Apple could port at least the ability to read *and sell* EPUB (which are better than .ibooks books, especially for fixed-layout, think photo books, comics - you have much larger zoom ranges, proper pagination etc) to Android and Windows. They already do it for Apple Music and iTunes, respectively.
Platform specificity is the biggest reason I hear as to why people won't buy on iBooks, even if they own Macs and iOS devices. It's grim to think any executive believes those hardware teams need iBooks as an exclusive competitive advantage.
Netflix showed it - content stores have to be ubiquitous and cross platform.
iBooks is by a large margin the best sales / deployment platform for authors, except for the limitations of being Mac / iOS only, which forces you to multiply your costs targeting Kindle / Play etc.
iBooks Author .ibooks books are usually effectively fixed-layout books with interactive widgets and other proprietary features added.
BTW: iBooks Author can also produce EPUBs if you want to go that route, though the number of interactive widgets it provides are limited to image galleries, media (audio and video), popovers, and HTML 5 widgets.
"Effectively" but entirely unlike in the way they function.
Fixed-layout EPUBS are paginated books, with page flipping, .iBooks books are not - they're slide decks.
Fixed-Layout EPUB supports pinch to zoom to a much higher magnification than .iBooks, so if you're doing a photobook, you can zoom in to see detail on the page.
Fixed-Layout EPUB handles orientation automatically, zooming to spread or single page in landscape or portrait, depending on the aspect ratio of the page.
Fixed-Layout supports the same embedding of javascript widgets etc.
It is in every practical way, a much better format than .iBooks, and iBooks Author does not have the ability to generate Fixed-Layout EPUB - it's the biggest hole in the product, and unlikely to be fixed.
I avoid buying, or even downloading free iBooks Author books because too many are not accessible. Although Apple has a feature that in portrait mode you can get resizable text, it's rare for that to be enabled.
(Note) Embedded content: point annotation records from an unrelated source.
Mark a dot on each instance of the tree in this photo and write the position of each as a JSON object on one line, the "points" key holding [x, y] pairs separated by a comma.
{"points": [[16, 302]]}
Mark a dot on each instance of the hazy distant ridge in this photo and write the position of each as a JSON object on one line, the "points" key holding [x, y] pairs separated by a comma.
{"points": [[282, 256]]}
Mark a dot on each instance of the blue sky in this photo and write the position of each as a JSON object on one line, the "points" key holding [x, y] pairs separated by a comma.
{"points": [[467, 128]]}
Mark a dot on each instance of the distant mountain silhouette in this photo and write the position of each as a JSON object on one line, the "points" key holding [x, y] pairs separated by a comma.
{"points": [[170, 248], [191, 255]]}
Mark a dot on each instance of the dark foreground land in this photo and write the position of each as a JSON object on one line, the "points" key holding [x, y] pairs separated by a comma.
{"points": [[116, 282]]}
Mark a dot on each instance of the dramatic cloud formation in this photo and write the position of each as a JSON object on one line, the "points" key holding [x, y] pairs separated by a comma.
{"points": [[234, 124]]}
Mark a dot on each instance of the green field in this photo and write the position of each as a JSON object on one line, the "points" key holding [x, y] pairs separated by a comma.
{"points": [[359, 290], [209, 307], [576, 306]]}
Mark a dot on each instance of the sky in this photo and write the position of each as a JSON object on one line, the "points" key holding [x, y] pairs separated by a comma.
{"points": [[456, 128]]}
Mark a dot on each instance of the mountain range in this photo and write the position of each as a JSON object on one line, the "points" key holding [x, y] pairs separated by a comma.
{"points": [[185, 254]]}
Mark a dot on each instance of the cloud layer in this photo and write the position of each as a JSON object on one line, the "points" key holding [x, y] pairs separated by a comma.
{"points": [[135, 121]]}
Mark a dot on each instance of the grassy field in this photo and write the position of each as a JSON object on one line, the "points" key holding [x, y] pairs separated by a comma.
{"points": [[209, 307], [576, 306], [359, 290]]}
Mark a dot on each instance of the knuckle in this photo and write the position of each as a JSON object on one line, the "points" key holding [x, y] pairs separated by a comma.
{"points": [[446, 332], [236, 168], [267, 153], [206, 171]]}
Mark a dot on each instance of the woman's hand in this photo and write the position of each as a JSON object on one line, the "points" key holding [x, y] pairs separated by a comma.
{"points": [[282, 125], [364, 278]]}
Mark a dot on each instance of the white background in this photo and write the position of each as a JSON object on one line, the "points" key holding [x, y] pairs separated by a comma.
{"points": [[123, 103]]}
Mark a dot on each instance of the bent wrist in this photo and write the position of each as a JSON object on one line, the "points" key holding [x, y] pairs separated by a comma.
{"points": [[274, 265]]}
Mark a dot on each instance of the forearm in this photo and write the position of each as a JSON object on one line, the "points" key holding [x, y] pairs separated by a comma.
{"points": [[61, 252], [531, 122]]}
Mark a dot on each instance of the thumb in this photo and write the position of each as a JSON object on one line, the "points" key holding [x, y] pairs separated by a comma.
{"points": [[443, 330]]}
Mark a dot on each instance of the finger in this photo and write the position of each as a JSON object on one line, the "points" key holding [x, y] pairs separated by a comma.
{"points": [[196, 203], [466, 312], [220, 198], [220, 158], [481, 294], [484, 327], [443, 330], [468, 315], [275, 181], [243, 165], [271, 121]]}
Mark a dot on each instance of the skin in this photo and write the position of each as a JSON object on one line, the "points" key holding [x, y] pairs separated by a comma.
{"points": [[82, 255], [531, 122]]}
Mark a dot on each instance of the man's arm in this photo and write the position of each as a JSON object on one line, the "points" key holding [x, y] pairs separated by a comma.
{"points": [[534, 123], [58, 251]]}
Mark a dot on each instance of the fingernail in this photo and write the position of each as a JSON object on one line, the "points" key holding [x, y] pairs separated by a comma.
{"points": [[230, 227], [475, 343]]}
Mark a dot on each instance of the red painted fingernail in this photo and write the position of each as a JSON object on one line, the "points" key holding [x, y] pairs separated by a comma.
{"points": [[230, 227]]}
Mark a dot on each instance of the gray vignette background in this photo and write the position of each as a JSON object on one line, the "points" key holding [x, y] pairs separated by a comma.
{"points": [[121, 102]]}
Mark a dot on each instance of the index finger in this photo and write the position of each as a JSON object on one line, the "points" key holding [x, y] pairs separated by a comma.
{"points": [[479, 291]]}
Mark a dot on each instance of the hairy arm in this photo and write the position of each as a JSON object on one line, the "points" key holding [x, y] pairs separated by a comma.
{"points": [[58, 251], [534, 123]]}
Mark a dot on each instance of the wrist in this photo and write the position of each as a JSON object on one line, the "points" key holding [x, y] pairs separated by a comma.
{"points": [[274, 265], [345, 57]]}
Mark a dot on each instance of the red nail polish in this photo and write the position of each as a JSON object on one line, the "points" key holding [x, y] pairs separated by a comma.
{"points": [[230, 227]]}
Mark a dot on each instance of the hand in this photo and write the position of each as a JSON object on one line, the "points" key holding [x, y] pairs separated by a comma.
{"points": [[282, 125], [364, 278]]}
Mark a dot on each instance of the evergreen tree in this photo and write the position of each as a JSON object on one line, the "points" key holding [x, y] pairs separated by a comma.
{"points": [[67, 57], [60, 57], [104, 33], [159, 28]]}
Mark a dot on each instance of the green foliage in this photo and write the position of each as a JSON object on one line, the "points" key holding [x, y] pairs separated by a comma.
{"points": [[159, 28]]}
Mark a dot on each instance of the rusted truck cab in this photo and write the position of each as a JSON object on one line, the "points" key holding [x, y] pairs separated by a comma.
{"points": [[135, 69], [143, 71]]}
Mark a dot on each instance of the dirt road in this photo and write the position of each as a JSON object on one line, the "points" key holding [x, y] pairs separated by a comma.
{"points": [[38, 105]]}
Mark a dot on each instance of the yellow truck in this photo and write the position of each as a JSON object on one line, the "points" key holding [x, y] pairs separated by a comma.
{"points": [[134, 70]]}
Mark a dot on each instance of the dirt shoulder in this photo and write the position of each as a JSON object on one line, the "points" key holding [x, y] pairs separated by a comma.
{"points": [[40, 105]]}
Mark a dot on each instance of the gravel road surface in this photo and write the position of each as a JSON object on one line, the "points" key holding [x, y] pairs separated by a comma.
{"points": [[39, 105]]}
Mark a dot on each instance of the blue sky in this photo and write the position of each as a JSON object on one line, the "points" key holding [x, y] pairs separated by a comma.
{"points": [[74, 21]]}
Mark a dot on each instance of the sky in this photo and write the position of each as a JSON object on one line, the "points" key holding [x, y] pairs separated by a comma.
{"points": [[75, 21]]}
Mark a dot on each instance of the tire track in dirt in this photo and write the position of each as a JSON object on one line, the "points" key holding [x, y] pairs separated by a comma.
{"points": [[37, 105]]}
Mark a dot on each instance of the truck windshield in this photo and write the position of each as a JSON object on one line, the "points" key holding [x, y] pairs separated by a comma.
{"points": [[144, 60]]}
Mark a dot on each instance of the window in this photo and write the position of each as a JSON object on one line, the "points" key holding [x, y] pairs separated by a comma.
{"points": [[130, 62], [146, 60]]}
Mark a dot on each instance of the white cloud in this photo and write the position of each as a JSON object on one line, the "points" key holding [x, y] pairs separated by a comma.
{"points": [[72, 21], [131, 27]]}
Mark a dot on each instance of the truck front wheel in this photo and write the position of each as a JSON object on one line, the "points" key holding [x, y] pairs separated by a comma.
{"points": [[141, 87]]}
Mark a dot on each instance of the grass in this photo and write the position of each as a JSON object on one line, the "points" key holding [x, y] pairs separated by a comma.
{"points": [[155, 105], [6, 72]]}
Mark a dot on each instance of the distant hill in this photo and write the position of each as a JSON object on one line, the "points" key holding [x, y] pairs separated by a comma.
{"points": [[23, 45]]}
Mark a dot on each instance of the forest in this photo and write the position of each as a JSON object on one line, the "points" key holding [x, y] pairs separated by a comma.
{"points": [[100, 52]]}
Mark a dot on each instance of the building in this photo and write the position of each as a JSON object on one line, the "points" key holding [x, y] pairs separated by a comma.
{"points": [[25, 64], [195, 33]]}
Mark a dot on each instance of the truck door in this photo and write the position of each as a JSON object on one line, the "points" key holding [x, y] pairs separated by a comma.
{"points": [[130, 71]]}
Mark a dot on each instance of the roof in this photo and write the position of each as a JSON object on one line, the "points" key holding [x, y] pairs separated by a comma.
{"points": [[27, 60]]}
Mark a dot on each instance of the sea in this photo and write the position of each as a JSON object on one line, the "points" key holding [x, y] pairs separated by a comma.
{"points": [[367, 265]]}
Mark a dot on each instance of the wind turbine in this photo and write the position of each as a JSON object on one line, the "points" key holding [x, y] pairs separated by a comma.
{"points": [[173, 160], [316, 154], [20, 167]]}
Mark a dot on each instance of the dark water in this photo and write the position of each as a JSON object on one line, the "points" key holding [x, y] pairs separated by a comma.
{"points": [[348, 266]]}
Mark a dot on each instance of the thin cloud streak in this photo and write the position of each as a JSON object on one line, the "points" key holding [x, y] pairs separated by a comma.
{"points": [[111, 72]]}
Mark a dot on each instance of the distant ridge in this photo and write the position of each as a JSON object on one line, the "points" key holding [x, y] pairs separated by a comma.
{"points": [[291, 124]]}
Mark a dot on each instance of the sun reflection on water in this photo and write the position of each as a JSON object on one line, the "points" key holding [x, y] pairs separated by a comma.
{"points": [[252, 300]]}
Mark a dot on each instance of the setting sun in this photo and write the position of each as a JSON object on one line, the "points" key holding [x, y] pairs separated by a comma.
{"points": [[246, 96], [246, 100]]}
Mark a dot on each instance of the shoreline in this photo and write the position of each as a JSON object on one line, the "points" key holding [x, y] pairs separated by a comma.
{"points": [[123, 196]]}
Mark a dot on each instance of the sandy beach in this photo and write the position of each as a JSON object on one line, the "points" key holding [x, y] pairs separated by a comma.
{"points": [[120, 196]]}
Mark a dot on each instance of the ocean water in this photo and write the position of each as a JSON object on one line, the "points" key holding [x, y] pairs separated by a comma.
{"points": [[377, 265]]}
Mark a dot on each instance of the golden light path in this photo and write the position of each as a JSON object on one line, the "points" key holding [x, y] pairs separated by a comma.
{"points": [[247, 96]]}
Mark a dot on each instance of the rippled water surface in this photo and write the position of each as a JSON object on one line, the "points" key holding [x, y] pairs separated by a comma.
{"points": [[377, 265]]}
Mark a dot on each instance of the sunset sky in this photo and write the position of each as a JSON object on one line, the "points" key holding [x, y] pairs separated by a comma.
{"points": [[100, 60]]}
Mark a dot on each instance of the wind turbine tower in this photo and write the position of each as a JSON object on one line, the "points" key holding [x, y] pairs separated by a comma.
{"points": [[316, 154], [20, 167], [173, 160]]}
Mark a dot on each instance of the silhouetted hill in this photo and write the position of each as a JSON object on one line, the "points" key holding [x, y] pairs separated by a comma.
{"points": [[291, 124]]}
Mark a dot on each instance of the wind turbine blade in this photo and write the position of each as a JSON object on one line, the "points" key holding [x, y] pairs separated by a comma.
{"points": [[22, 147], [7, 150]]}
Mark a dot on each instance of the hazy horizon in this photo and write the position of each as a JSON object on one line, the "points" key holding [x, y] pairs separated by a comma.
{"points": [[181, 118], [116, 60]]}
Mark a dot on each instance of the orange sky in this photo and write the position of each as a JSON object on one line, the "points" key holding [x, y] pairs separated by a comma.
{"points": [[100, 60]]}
Which leaves you with teeny tiny text that may be prettily laid out, but can't be read without zoom mode and a sea sick bag.
Keep in mind that iBooks Author was originally designed to create interactive textbooks, and the target audience for those does not commonly have the vision issues that readers of a certain age (such as yours truly) might have.
I have self-published 8 novels and one novella via Amazon KDP, B&N Nook Press, Smashwords, & Google Books. I rely on Smashwords to get my books into iBooks because I don't have a Mac. That's the thing about Apple; they're a complete ecosystem and they don't seem interested in people who don't own their hardware.
As for how ebooks are selling, remember that major publishers price their ebook versions very high to protect hardcover sales. The figures you see don't reflect self-published books at all.
As reader, not an author, I bailed on iBooks when the iOS 9.3 version completely screwed up my very carefully (and manually) sorted iBooks Library of about 1,000 titles on my iPad. After some research, I found MapleRead SE from Maplepop. I've since imported ALL of my ePubs that were in iBooks into MapleRead SE. When Apple finally allows use to REALLY delete iBooks from my iDevices, iBooks will be totally gone.
What I REALLY need is an app that will allow me to open and fix the many typos, formatting errors, etc. that are found in ePubs on a routine basis.
Being able to correct typos would be great!